The extension or improvement of an existing technique, e.g. to extend its range of application, or improve its efficiency or output quality.
The discover of new applications of a technique either within an artificial system or the modelling of some natural system.
The implementation of a combination of techniques to build a computer system.
The better understanding of the properties of a task that these techniques might undertake, e.g. that it is NP Complete, so that it is unlikely that a polynomial solution exists.
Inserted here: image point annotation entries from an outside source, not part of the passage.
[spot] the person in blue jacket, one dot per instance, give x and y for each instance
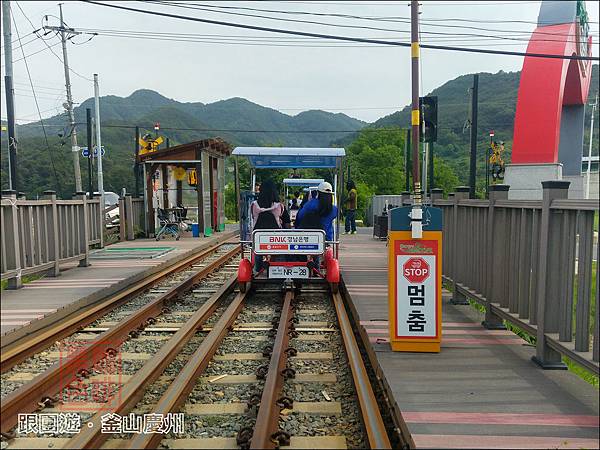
(319, 212)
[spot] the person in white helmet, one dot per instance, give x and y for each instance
(320, 212)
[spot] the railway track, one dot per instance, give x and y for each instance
(96, 335)
(251, 370)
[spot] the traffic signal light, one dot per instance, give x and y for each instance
(428, 127)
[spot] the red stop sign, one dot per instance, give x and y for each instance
(415, 270)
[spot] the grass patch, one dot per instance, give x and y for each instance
(26, 279)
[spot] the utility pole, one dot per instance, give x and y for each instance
(88, 117)
(424, 169)
(136, 167)
(98, 140)
(473, 165)
(69, 104)
(10, 97)
(417, 212)
(407, 160)
(430, 167)
(587, 183)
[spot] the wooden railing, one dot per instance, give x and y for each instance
(530, 263)
(39, 235)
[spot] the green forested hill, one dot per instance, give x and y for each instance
(497, 105)
(497, 102)
(38, 162)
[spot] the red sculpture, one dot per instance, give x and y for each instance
(550, 86)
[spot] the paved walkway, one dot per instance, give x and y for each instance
(482, 390)
(107, 274)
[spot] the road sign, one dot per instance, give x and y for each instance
(415, 270)
(415, 282)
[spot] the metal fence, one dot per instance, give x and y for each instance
(530, 263)
(38, 235)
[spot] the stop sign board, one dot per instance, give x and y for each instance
(416, 270)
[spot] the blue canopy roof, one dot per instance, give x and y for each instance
(290, 157)
(310, 182)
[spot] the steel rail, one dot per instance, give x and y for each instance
(132, 391)
(376, 432)
(25, 347)
(267, 419)
(49, 383)
(177, 392)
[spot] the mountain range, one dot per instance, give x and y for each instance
(242, 122)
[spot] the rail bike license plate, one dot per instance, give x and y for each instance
(288, 272)
(288, 242)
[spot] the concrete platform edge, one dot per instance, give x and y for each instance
(96, 297)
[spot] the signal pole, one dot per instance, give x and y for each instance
(407, 148)
(473, 165)
(98, 140)
(587, 183)
(69, 104)
(10, 97)
(417, 212)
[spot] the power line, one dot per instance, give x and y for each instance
(343, 38)
(49, 47)
(393, 19)
(266, 42)
(58, 187)
(188, 6)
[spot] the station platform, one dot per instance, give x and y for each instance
(482, 390)
(111, 269)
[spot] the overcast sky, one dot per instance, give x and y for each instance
(290, 74)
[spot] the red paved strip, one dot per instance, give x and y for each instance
(503, 442)
(26, 310)
(60, 280)
(474, 341)
(490, 333)
(73, 286)
(384, 323)
(556, 420)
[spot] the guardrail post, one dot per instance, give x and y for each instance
(100, 218)
(458, 257)
(122, 219)
(52, 233)
(404, 198)
(129, 217)
(545, 356)
(436, 194)
(13, 251)
(84, 232)
(492, 321)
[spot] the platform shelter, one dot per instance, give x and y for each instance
(197, 166)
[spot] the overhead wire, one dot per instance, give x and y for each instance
(393, 19)
(50, 153)
(191, 7)
(49, 47)
(341, 38)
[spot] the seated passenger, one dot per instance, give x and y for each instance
(266, 209)
(319, 212)
(267, 213)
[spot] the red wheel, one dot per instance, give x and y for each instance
(244, 271)
(333, 271)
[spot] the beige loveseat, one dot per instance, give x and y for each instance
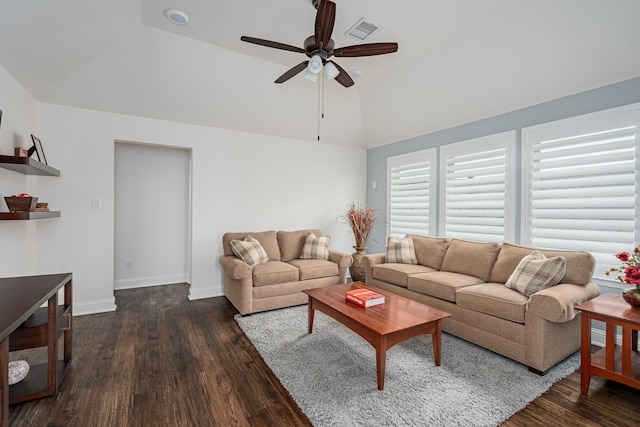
(467, 279)
(280, 281)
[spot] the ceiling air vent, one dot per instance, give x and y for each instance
(362, 29)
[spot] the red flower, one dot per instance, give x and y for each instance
(632, 275)
(623, 256)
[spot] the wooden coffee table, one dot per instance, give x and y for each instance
(383, 326)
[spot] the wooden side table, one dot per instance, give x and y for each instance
(619, 363)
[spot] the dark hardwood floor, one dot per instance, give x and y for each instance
(161, 360)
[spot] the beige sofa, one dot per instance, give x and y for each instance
(280, 281)
(467, 280)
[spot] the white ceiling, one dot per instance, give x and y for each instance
(458, 61)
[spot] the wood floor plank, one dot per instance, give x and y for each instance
(162, 360)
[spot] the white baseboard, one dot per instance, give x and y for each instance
(143, 282)
(201, 293)
(94, 307)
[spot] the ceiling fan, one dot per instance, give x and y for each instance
(320, 47)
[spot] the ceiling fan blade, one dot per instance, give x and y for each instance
(366, 50)
(292, 72)
(325, 18)
(343, 78)
(275, 45)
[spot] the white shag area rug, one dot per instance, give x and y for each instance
(331, 374)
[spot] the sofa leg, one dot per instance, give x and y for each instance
(535, 371)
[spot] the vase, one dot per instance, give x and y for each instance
(357, 269)
(632, 297)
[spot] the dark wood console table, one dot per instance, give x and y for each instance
(619, 363)
(24, 324)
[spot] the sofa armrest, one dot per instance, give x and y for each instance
(557, 303)
(235, 267)
(343, 260)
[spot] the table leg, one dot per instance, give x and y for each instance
(436, 339)
(52, 346)
(4, 382)
(585, 352)
(311, 313)
(381, 361)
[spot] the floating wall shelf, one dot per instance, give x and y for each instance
(27, 166)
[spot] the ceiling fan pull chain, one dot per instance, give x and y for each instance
(319, 108)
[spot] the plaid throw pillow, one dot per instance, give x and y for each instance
(402, 252)
(315, 247)
(249, 250)
(536, 272)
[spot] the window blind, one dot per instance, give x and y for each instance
(411, 194)
(583, 192)
(477, 184)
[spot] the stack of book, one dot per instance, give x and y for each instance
(364, 297)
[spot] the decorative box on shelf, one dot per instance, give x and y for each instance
(21, 204)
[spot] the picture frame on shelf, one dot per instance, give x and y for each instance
(37, 147)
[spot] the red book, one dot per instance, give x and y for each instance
(364, 297)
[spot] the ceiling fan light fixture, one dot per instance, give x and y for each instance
(311, 76)
(315, 64)
(331, 70)
(176, 16)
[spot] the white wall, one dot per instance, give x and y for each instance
(18, 254)
(152, 217)
(241, 182)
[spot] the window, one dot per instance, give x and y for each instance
(412, 191)
(581, 191)
(477, 189)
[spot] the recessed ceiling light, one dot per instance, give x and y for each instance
(362, 29)
(176, 16)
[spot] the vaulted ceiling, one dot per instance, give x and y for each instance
(458, 61)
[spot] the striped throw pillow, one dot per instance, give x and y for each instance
(402, 252)
(249, 250)
(536, 272)
(315, 247)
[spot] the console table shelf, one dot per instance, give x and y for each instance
(27, 166)
(25, 324)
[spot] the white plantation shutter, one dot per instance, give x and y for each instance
(477, 189)
(411, 195)
(582, 185)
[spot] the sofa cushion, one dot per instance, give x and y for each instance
(470, 258)
(441, 284)
(579, 265)
(315, 247)
(398, 274)
(274, 272)
(401, 252)
(493, 299)
(267, 239)
(536, 272)
(314, 268)
(430, 250)
(249, 250)
(291, 242)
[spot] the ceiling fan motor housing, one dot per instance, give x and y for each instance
(311, 48)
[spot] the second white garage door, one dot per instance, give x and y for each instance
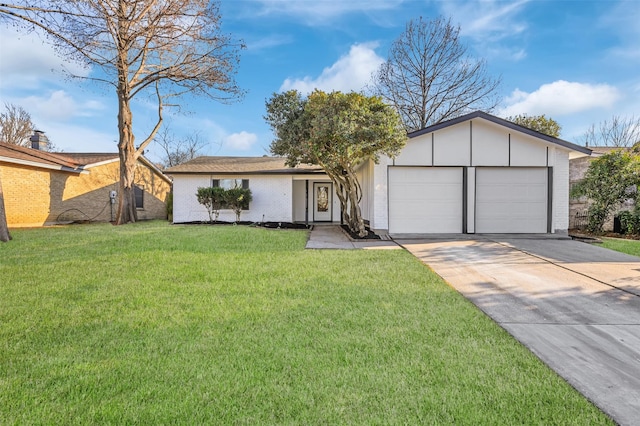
(511, 200)
(424, 200)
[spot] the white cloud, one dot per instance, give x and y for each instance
(350, 73)
(72, 138)
(27, 59)
(322, 12)
(269, 42)
(561, 98)
(58, 105)
(242, 141)
(493, 20)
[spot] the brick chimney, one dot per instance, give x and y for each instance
(39, 141)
A hypothesis will then take the form of a claim that such an advance has taken place. The space of such possible claims is multi-dimensional. Below we discuss some of these dimensions. Firstly, a claim can be formulated at different levels, i.e. be about a task, a system, a technique or a particular parameter. They might, for instance, take one of the following forms:

All techniques to solve task X will have property Y.
System X is superior to system Y on dimension Z.
Technique X has property Z.
Technique X has relationship Z to technique Y.
X is the optimal setting of parameter Y.

Dimensions of Comparison

Properties of and relationships between techniques and systems can be characterised by placing or relating them along particular dimensions. Below I describe some of these dimensions, grouping them as scientific, engineering or cognitive science.

Scientific Dimensions

The following three scientific dimensions are fundamental in the sense that they are relevant not just to the theoretical study of Informatics techniques, but also when they are being used as engineering tools or for modelling natural systems.
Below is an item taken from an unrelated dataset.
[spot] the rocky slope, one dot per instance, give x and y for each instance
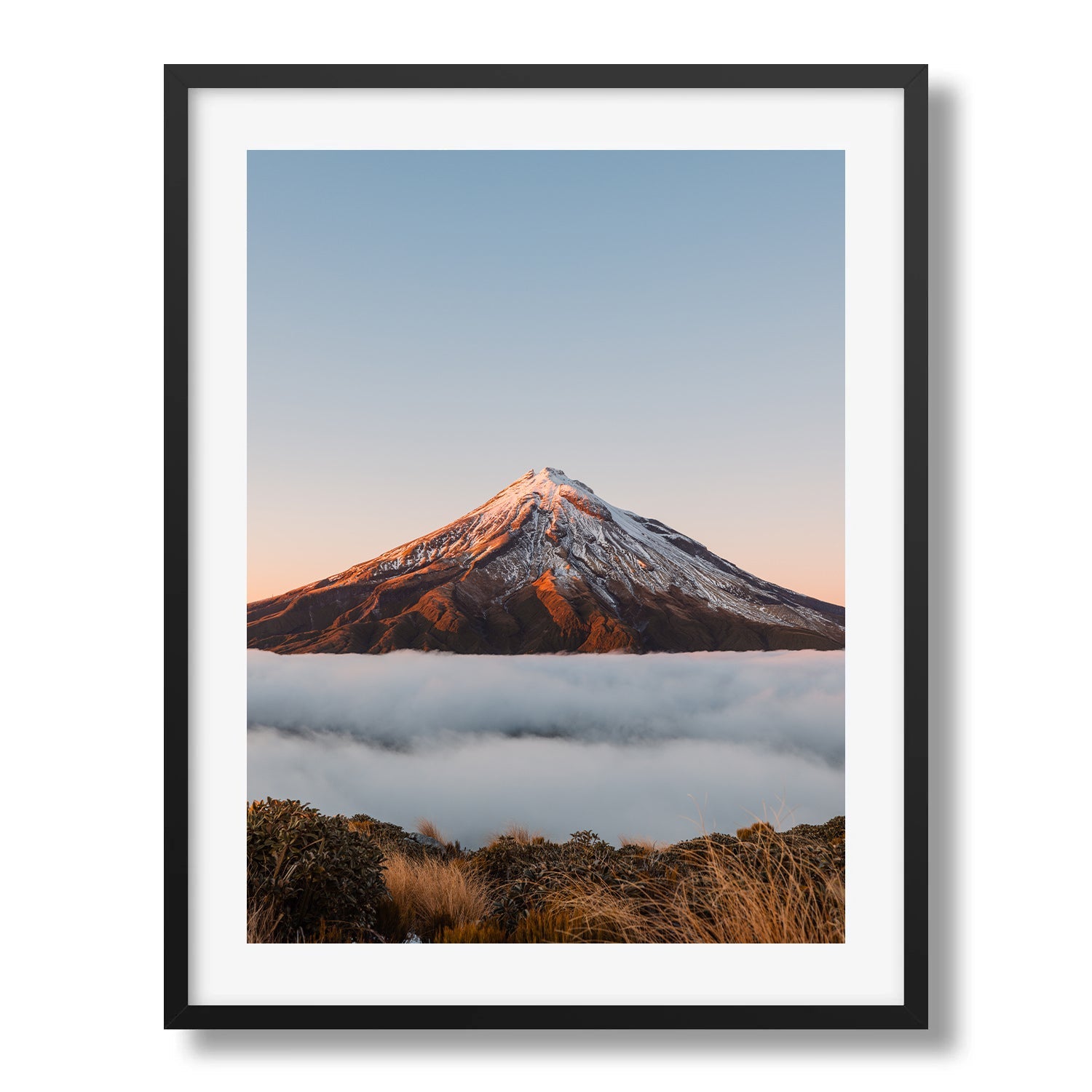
(545, 566)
Behaviour: The effect or result of the technique. To assess behaviour an external "gold standard" is needed to which the behaviour can be compared. The assessment can be absolute or comparative, i.e. we can say merely that the behaviour is either correct or incorrect, or we can say that is of higher or lower quality than some rival. For instance, suppose we were assessing a mobile robot navigation system. If the robot successfully reached its target then its behaviour could be regarded as correct; if it does so by a shorter route than a rival robot then we could regard its behaviour as of better quality.
Coverage: The range of application of the technique. To assess coverage we need to identify a set of situations to which its application is relevant. The assessment can be absolute or comparative, i.e. we can claim that it applies to the whole set, sometimes called completeness or that it applies to a bigger subset than some rival. In terms of the robot, we might claim that it can navigate all routes of interest or merely that it can navigate more routes than some comparator robot.
Efficiency: The resources consumed by the technique. The resources measured are usually time or space. In complexity theory, a space of abstract efficiency measures are used, e.g. constant, linear, quadratic, polynomial, exponential, etc. We might, for instance, claim that the run time of our robot route-finding algorithm is polynomial in the size of the space to be navigated, e.g. as measured by the number of arcs in some graph representation of the possible paths.
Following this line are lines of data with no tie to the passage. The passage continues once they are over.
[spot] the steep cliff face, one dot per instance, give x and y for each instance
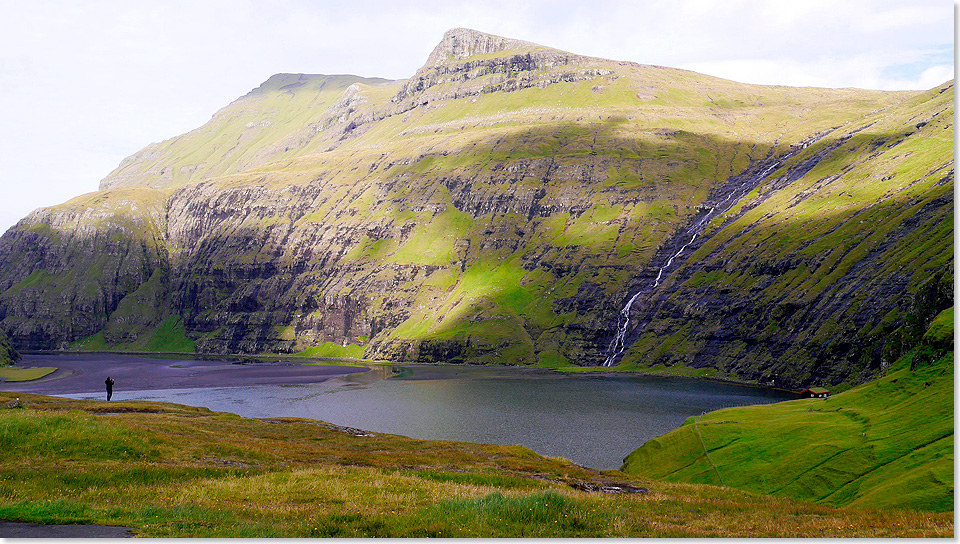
(499, 206)
(65, 272)
(829, 271)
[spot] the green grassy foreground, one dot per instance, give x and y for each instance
(885, 444)
(176, 471)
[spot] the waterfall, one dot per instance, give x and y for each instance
(618, 344)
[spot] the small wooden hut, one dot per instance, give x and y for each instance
(815, 393)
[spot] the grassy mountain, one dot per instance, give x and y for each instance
(829, 270)
(885, 444)
(499, 206)
(8, 353)
(177, 471)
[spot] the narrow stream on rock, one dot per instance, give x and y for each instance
(739, 186)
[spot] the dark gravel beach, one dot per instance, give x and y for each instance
(86, 373)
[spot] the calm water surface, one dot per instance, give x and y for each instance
(592, 420)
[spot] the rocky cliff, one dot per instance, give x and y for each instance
(499, 206)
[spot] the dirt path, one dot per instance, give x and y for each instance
(17, 529)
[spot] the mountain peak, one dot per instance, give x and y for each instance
(461, 43)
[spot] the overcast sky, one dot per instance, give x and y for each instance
(85, 84)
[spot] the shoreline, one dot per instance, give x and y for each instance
(246, 358)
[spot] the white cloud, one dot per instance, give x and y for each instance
(84, 84)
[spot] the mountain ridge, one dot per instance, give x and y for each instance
(497, 208)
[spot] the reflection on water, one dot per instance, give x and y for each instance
(592, 420)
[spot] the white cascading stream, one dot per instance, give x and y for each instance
(618, 344)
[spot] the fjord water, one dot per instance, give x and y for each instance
(592, 420)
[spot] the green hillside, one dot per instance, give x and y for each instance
(885, 444)
(8, 353)
(176, 471)
(500, 206)
(796, 285)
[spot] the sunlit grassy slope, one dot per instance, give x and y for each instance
(494, 208)
(885, 444)
(175, 471)
(816, 277)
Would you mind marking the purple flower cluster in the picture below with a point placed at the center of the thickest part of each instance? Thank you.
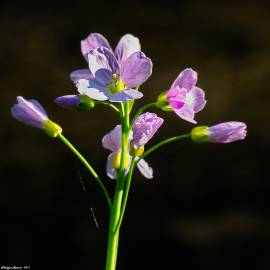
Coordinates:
(144, 128)
(115, 76)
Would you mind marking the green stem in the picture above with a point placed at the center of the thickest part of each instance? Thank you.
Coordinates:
(141, 110)
(108, 104)
(113, 237)
(88, 166)
(166, 141)
(125, 197)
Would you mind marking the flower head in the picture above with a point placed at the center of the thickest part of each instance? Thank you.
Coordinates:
(221, 133)
(143, 130)
(30, 112)
(184, 97)
(112, 75)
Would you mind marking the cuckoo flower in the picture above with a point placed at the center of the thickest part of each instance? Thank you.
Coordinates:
(114, 81)
(184, 97)
(30, 112)
(143, 130)
(126, 46)
(221, 133)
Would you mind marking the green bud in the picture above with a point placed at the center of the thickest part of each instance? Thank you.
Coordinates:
(51, 128)
(86, 103)
(200, 134)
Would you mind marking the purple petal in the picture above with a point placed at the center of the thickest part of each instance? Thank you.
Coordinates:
(186, 79)
(92, 89)
(92, 42)
(227, 132)
(68, 101)
(30, 112)
(195, 99)
(136, 70)
(176, 97)
(144, 128)
(186, 113)
(127, 45)
(103, 64)
(111, 172)
(80, 74)
(145, 169)
(125, 95)
(112, 140)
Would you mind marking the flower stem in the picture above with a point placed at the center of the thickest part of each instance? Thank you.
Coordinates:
(141, 110)
(88, 166)
(125, 197)
(166, 141)
(113, 237)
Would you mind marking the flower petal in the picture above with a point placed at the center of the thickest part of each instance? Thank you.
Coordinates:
(92, 89)
(30, 112)
(186, 79)
(187, 113)
(110, 170)
(144, 128)
(92, 42)
(112, 140)
(81, 74)
(68, 101)
(145, 169)
(125, 95)
(127, 45)
(136, 69)
(103, 61)
(176, 97)
(227, 132)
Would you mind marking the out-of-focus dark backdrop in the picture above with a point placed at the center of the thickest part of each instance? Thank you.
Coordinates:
(208, 205)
Claiming that something has a property is usually to place it on one of these dimensions; claiming that it bears some relationship to something else is to compare it along a dimension. Often, these dimensions are combined in a claim. For instance, the behaviour or efficiency of a technique might vary within the range of application, being worse, say, in some more complex situations.

Engineering Dimensions

When building systems either as platforms for further research or as ICT products, additional dimensions come into play. These are usually applied at the system level, although the other levels are also possible. There is also some overlap between these engineering dimensions and the scientific ones.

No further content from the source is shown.